取材当時の白さん。日韓のプロ野球を熟知する貴重な野球人だ

 話はそれからイ・スンヨプとの出会いへとさかのぼり、白さんの指導を受けてホームランバッターに成長していく過程が解説された。その原点は「下がっていたバットの位置を高くすること」だったそうで、僕は解説を聞くほどにひとつの言葉に思い当たっていた。 

 韓国から日本のプロ野球に飛び込んで成功した白さんが帰国し、母国のプロ野球発展に貢献するなか、監督となって指導したイ・スンヨプが韓国を代表するスターとなった。
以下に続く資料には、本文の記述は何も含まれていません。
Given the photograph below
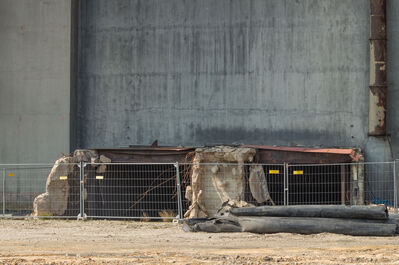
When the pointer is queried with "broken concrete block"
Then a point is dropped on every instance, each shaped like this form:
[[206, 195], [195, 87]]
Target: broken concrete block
[[212, 185], [54, 201]]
そのスターが今は日本で活躍している──。ならば、白仁天=ペク・インチョンには[日韓プロ野球の架け橋]という言葉がふさわしい、と。

 では、その野球人の目に、決勝まで合計5試合も行なわれた第2回WBC日韓戦は、どのように映っていたのだろうか。

「僕が韓国の選手と日本の選手を見た場合に、力の差いうのは確かにあるけど、あそこまで行ったら力じゃないです。気持ちの差なんです。最初、日本の選手はちょっと気持ちが浮いてたと思う。まだ必死になってなかった。韓国は、『ウチは日本に勝てっこない。しつこくやろう』という気持ち。で、パッとやってみたら、三度目にね、反対になったわけ。
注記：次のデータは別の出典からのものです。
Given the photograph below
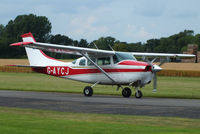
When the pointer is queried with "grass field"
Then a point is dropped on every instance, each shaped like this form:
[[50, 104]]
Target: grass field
[[176, 87], [166, 66], [26, 121]]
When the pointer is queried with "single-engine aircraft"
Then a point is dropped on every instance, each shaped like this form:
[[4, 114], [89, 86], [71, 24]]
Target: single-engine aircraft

 日本の選手が『これは絶対、ナメたらあかん』いうふうに変わって、それが五度目の試合、決勝の結果につながった。だから、これから韓国が日本と戦う場合には相当、心の持ち方が変わってくると思うんですよ。だって、韓国は負けたわけですから。自分たちで反省して、気持ちも入れ替わるでしょう。ということは、次はもっといい勝負するんじゃないかな。ね?」

 日韓を熟知する野球人の言葉だから、リアリティーがある。これから、韓国のプロ野球がよりよく変わっていくとしたら、どう変化するだろうか。

「今度のWBCでは韓国の若い選手がかなり自信をつけてきとるから、野球レベルをアップさせて、ファンたちを喜ばすプレーができると思うんですね。ということは、国際大会でつかんだものを持っておるだけじゃなくて、自分たちのチームで、球場で見せてやらんとね。そしたら、後輩たちみんなの刺激になるだろうし。

 で、何よりよかったのは、子供らです。今、韓国のスポーツ店ではグローブが売り切れなんですよ。WBCで子供らに夢を持たせてくれたんです。これは優勝した日本だってそうでしょう。韓国も日本も、子供らに夢を持たせたんですよ」

 そのとき、部屋に備え付けの電話が鳴った。白さんは韓国語で話しているから、おそらくは韓国のテレビ局の人なのだろう。気がつけばもう12時前、球場入りの時間が迫っていた。僕は長時間になったことを詫びて、手早く帰り支度を始めた。

 白さんは晴れやかな顔で「韓国に来ることがあったらいつでも連絡ください」と言って、僕をドアの外まで見送ると、右手を差し出した。出迎えてくれたときよりもずっと力強く、固い握手だった。